When faced with an intraduct proliferation, the first question that needs to be answered is whether the proliferation represents intraductal hyperplasia or neoplasia. Hyperplasia represents a polymorphic proliferation of basal and luminal epithelial cells. As these cell types have different morphologies, the consituent cells of usual epithelial hyperplasia will be varied in appearance.
The helpful architectural features indicating usual hyperplasia include:
1. Irregular, slit-like, collapsing secondary spaces. As the individual cells proliferating in hyperplasia have different structural and polar properties, the secondary spaces formed will be non-uniform.

2. The cells forming the collapsing bridges between the secondary spaces will stream ie. the nuclei of these cells will be stretched out along the direction of the bridge between individual spaces.

In terms of cytology, the cells of usual epithelial hyperplasia comprise a mixture of vacuolated or spindled basal cells, intermixed with epithelioid luminal cells and a range of intermediary forms.

Immunohistochemistry provides supportive evidence in cases of difficulty. Cytokeratin 5 will confirm that the majority of cells present in usual hyperplasia are basal in type, with fewer luminal type cells, expressing oestrogen receptors.

Cytokeratin 5/6 in usual epithelial hyperplasia. 
Oestrogen receptor expression in usual epithelial hyperplasia.
The immunohistochemical hallmark of hyperplasia therefore is:
Diffuse expression of high molecular weight cytokeratin.
Heterogenous expression of oestrogen receptors.
Ductal carcinoma in-situ (intraductal neoplasia) on the other hand, is almost always a proliferation of luminal epithelial cells only. It may be of low, intermediate or high nuclear grades. High grade DCIS is easy to recognise as it comprises markedly pleomorphic cells, with mitoses and prominent nuclear atypia, with or without necrosis.

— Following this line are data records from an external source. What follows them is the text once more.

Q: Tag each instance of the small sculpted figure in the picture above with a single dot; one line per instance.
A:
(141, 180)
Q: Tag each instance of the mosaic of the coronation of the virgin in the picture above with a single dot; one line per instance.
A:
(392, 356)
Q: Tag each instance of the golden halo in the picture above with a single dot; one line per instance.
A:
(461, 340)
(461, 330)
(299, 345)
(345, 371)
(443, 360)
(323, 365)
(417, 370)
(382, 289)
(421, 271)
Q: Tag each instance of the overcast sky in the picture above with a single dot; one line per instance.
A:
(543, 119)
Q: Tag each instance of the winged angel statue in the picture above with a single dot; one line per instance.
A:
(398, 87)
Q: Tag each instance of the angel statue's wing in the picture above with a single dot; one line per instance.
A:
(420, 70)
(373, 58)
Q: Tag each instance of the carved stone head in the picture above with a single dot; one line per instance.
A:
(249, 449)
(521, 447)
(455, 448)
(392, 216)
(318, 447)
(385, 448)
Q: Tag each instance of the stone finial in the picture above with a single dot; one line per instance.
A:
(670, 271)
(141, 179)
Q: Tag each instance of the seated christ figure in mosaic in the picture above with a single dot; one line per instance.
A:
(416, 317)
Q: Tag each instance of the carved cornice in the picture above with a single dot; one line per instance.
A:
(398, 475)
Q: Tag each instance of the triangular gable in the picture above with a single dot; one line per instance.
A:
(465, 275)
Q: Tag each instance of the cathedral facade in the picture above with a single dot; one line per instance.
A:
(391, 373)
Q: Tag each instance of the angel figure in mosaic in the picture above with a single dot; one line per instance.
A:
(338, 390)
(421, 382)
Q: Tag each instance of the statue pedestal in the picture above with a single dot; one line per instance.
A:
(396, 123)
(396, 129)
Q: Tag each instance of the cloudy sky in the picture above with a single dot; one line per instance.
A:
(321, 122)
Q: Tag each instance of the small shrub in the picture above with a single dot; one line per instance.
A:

Solid high nuclear grade ductal carcinoma in-situ (HGDCIS) with comedonecrosis.
Low grade DCIS comprises a monotonous proliferation of relatively uniform atypical epithelial cells. If the cells residing in a distended duct space have a monotonous appearance, think neoplasia. Low grade DCIS commonly has a cribriform (sieve-like) architecture, comprising evenly placed cells forming rigid, oval to round secondary spaces. If you observe the detailed structure of the bridges between the spaces, the cells do not stream, but are arranged in a regular fashion side by side.

Low nuclear grade cribriform ductal carcinoma in-situ (DCIS) with calcification.
As the cells in DCIS have a luminal phenotype, they will show diffuse expression of oestrogen receptors and will be negative for cytokeratin 5.

Oestrogen receptor expression in ductal carcinoma in-situ.
High molecular weight cytokeratin (CK5) in ductal carcinoma in-situ.
The immunohistochemical hallmark of intraductal neoplasia (DCIS) therefore is:
Diffuse expression of oestrogen receptors.
Negativity for high molecular weight cytokeratin*.
(*A sub-set of high grade DCIS (basal type DCIS) may express high molecular weight cytokeratin eg. cytokeratin 5 and be negative for oestrogen receptors. This is generally easy to recognise and does not enter into the differential diagnosis for usual epithelial hyperplasia).